Mercury (Hobart)

Abbott springs to life as a flat track bully

- ANDREW FAULKNER

SEAN Abbott’s coffee preference is unknown but he likes his pitches flat and white.

The dead- track specialist has thrived where so many others have withered on the unforgivin­g Adelaide strips.

The flatter the better, Abbott seemed to be saying on Monday, as he took 4- 33 from 21.1 overs of hard toil on a drying surface.

Only Mitchell Swepson and Jackson Bird have more than Abbott’s 14 wickets this season as the bowlers have found the going hard on Adelaide’s plum batting wickets.

And Abbott’s miserly 14.35 is comfortabl­y the best average of the competitio­n’s leading bowlers.

His latest herculean effort kept NSW in the game after the Blues batsmen succumbed to be all out 64 on Sunday. By stumps on Monday Nick Larkin ( 103 not out) and Moises Henriques ( 75 not out) had guided the Blues to 2- 215 to eke out a 40- run lead.

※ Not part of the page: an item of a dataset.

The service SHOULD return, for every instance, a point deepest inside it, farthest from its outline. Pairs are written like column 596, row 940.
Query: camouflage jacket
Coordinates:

The Park 25 No. 1 track had plenty in it on Sunday but quickly dried in Monday’s 34C swelter – as shown by NSW’s second innings score. Still Abbott kept charging in to limit Tasmania’s lead.

“Yesterday ( Sunday) was a tough day,” Larkin said after play. “Tassie got the better of us. To be bowled out for 60 in the first innings, well, you’re a long way behind the game.”

Resuming on 4- 149 after NSW was bowled out for 64 on Sunday, Tasmania posted 239 to lead by 175 on the first innings.

Jordan Silk joined Adelaide’s festival of the bat to make 106 – his first Shield century since November, 2018.